One of the things that I always see soap detractors saying is that you can quit watching a soap for years, come back, and nothing has changed. O RLY? I’m sorry, but saying GENERAL HOSPITAL under Gloria Monty is exactly like GH under Jill Farren Phelps would be like saying there’s no difference between a Woody Allen film and a Michael Bay explode-a-thon because they’re both movies. The oldest soap on air is 71 years old… I’m thinking it has changed in all that time. (Okay, anybody watching GL this year knows that firsthand!) Soaps have definitely adapted to the times, have absolutely played with storytelling conventions and taken chances and pioneered storylines that primetime TV would take years to come up with. Soaps have tackled interracial relationships, abortion, gay rights, the AIDS crisis and autism. They’ve mined society’s darkest issues, like rape, and turned them inside out. (Something I don’t necessarily agree with, but there you have it.) Soaps are not amateurish, fluffy, idiot fodder. (Hey, I know you’re all thinking about PASSIONS, but you have to admit that its wholehearted embracing of camp is admirable.)
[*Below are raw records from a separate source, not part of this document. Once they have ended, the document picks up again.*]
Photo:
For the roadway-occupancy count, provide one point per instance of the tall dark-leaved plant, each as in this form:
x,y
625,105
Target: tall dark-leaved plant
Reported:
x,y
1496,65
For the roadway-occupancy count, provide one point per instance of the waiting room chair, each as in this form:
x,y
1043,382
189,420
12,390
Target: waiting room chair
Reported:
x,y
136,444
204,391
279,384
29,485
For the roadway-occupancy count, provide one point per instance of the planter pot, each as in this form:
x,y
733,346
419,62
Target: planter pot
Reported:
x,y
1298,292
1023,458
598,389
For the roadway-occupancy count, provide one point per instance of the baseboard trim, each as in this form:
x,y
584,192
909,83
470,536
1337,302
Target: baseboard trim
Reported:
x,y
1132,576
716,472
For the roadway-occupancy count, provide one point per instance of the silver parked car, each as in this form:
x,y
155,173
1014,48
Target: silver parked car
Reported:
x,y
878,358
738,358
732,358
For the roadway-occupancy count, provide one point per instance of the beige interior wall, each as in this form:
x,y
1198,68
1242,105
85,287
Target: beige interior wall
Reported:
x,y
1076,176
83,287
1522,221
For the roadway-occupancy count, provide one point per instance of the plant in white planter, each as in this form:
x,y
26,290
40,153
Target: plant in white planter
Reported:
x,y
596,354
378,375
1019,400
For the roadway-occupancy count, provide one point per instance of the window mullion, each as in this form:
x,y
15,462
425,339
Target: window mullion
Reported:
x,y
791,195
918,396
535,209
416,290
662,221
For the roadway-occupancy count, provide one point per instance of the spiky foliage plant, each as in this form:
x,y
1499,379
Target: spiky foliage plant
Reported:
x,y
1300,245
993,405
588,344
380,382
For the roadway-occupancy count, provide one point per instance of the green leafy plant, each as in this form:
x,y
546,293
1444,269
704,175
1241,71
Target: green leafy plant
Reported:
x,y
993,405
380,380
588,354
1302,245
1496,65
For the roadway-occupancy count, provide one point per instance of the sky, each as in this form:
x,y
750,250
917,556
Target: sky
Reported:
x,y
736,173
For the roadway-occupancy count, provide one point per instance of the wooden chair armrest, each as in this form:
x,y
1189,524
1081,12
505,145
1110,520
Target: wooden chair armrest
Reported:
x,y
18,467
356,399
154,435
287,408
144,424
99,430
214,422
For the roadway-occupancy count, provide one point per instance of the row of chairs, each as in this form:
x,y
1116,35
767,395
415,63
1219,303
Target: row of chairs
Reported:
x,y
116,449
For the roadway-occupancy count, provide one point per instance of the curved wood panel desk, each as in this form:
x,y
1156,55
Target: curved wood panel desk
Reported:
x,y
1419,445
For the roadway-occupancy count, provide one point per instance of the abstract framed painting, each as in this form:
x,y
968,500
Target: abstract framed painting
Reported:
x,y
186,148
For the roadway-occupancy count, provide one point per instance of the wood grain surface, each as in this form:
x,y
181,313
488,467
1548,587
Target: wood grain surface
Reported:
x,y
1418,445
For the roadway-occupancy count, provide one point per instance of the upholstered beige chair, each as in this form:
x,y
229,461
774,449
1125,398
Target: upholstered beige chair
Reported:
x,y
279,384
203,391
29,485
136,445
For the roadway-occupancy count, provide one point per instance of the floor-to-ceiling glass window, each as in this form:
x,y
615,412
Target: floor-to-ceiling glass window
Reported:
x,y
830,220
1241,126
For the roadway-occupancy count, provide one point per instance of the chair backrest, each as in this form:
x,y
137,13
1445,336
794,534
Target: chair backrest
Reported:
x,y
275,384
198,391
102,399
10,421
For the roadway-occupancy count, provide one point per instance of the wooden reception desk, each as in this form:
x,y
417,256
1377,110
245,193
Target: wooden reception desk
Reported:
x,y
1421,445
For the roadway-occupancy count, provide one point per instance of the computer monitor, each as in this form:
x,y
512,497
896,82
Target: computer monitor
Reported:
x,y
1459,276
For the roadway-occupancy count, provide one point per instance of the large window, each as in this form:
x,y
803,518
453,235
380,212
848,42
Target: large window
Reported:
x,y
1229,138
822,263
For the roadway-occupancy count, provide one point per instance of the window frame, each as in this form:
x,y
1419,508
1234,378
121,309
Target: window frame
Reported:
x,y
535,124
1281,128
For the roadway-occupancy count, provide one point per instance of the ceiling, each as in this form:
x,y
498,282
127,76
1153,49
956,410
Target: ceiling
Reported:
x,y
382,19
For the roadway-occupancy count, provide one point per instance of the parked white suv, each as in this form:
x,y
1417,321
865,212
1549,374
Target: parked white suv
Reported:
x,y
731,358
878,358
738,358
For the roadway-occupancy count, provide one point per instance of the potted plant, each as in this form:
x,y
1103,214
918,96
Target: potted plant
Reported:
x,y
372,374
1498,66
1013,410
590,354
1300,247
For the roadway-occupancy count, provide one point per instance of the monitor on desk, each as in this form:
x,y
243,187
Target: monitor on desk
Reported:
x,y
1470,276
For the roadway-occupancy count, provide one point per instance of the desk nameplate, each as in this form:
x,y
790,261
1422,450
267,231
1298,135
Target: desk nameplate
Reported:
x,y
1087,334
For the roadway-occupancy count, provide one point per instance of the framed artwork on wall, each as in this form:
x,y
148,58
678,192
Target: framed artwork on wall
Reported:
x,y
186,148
And let’s not forget the most important part! Anyone who works for one of the magazines or one of the shows knows full well that you can’t fool a hardcore soap fan. They’re smart, and woebetide anyone who forgets one of Erica’s husbands on AMC or who kills someone off publicly and brings them back to life (yes, B&B, I mean Taylor and I’m looking at you). People who watch soaps come from all walks of life, all educational levels, all genders and all sexual orientations. They aren’t just housewives (Hi, Mom!)…and, really, where does anyone get off using the “just housewives” tag anyway? Housewives are not chopped liver! My mom ran a household and raised two kids, and she is way sharper than anybody I’ve met in a New York bar claiming to have an MBA. Of course, the MBA would probably sneer at hearing I work for Weekly, while my mom was the first person I called when I met GH’s Tristan Rogers (Robert) back in 2005.

So why all the haters? Why is watching a soap something we need to whisper and blush about? Personally, I’m proud to be a soap opera viewer, and proud to work in the soap opera industry. If that makes me a redheaded stepchild, so be it. Just call me Ginger!